How to build muscle and lose fat at the same time...

With very few exceptions, losing a lot of fat and gaining a lot of muscle at the same time is very hard to do. That's because of the opposing demands these goals impose on your body.

To build a lot of new muscle tissue, your body needs energy. In other words, you'll need to overfeed — to consume more calories than you're burning each day. To lose fat, you need to underfeed — to consume fewer calories than you burn.

If you do try to do both things at once, your progress in either direction will be so frustratingly slow that it won't be long before you feel like throwing in the towel.

It would be nice if the energy your body needs to build new muscle tissue came from stored fat. But, when your body is in a predominantly catabolic state (which it will need to be if you want to lose fat), gaining muscle is not its main priority.
Here are two studies that illustrate what I'm talking about.
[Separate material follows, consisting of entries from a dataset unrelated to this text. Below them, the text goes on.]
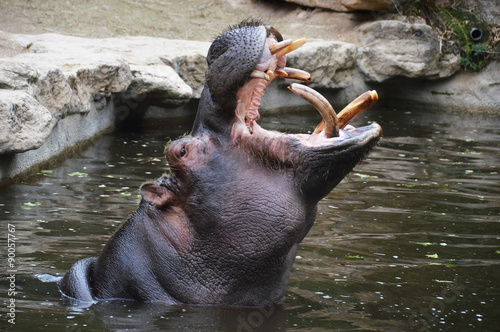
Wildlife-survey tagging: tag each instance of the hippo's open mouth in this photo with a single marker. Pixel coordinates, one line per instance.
(334, 128)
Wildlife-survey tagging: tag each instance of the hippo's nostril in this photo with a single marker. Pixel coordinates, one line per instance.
(272, 31)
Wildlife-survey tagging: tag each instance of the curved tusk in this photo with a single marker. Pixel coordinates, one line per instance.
(298, 74)
(293, 46)
(275, 48)
(356, 107)
(331, 126)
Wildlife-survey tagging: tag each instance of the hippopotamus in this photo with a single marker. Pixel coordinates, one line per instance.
(224, 225)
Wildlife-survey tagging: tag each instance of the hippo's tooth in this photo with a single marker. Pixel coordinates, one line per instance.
(297, 74)
(260, 74)
(356, 107)
(270, 73)
(279, 46)
(280, 72)
(331, 126)
(293, 46)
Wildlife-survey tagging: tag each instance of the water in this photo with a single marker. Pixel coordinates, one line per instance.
(409, 240)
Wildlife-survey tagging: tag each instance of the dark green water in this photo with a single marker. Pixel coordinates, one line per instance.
(410, 240)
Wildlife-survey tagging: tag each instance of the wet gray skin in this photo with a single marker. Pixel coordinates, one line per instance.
(224, 226)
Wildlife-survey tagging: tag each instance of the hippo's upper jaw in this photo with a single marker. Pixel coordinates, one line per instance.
(224, 227)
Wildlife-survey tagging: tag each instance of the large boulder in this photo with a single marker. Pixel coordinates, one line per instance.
(191, 68)
(24, 123)
(348, 5)
(331, 64)
(157, 85)
(394, 48)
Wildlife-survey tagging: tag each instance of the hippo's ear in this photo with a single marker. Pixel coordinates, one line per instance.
(156, 195)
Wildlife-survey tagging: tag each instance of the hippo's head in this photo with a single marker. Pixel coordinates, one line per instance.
(240, 198)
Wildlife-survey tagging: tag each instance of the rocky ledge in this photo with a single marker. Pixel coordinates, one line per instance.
(58, 91)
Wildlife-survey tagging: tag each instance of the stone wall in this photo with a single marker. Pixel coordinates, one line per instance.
(58, 91)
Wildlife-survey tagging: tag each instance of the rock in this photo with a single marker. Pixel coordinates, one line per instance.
(191, 68)
(157, 85)
(348, 5)
(331, 64)
(465, 91)
(393, 48)
(92, 82)
(24, 123)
In the first trial, researchers from California State University tracked a group of healthy men for eight weeks [3]. The men consumed an average of 4,339 calories daily, and trained with weights four days each week for 60-90 minutes. On average, the men gained six pounds of muscle and one-half pound of fat.

In study number two researchers instructed a group of men to switch from their normal diet to a low-carbohydrate diet [2]. The men also trained with weights several times each week. Total fat loss at the end of the six-week study was just over seven pounds. The men also gained just over two pounds of muscle.
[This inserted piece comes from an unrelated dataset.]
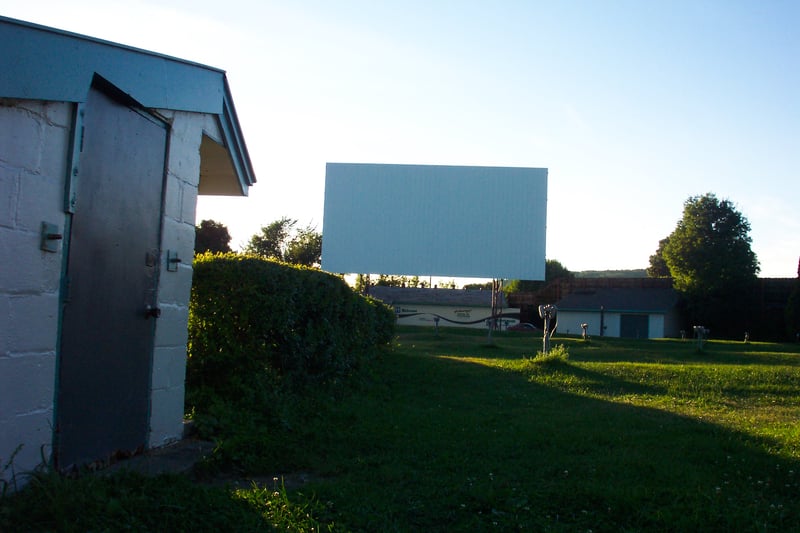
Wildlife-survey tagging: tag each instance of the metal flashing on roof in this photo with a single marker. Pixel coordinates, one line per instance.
(42, 63)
Here's a summary of the results:
Overfeeding

Calories per pound of bodyweight 25.7 calories
Muscle mass + 6.4 pounds
Fat mass + 0.4 pounds
Underfeeding

Calories per pound of bodyweight 13.4 calories
Muscle mass + 2.4 pounds
Fat mass - 7.3 pounds

As you can see, both groups lost fat and gained muscle. However, overfeeding led to far greater gains in muscle than underfeeding. And underfeeding led to a greater loss of fat than overfeeding.

The men who overfed gained an average of 0.8 pounds of muscle per week. The men who underfed gained an average of 0.4 pounds of muscle per week. In other words, the group who overfed gained muscle at twice the rate of the group who underfed.
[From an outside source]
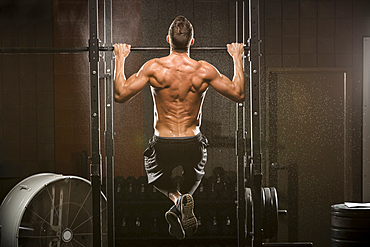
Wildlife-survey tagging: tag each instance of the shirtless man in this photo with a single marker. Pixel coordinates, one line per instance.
(179, 85)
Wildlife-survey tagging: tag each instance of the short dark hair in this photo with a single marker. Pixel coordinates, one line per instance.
(181, 33)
So, you can lose fat and gain muscle simultaneously. But you can't do both to a significant degree at the same time.
One exception to the rule is beginners, or more specifically, overweight beginners.

A relatively lean beginner who wants, for example, to go from 12% to 9% body fat isn't going to lose fat while they gain muscle, mainly because they don't have much fat to lose in the first place. The leaner and more muscular you get, the harder you'll find it to lose fat and build muscle simultaneously.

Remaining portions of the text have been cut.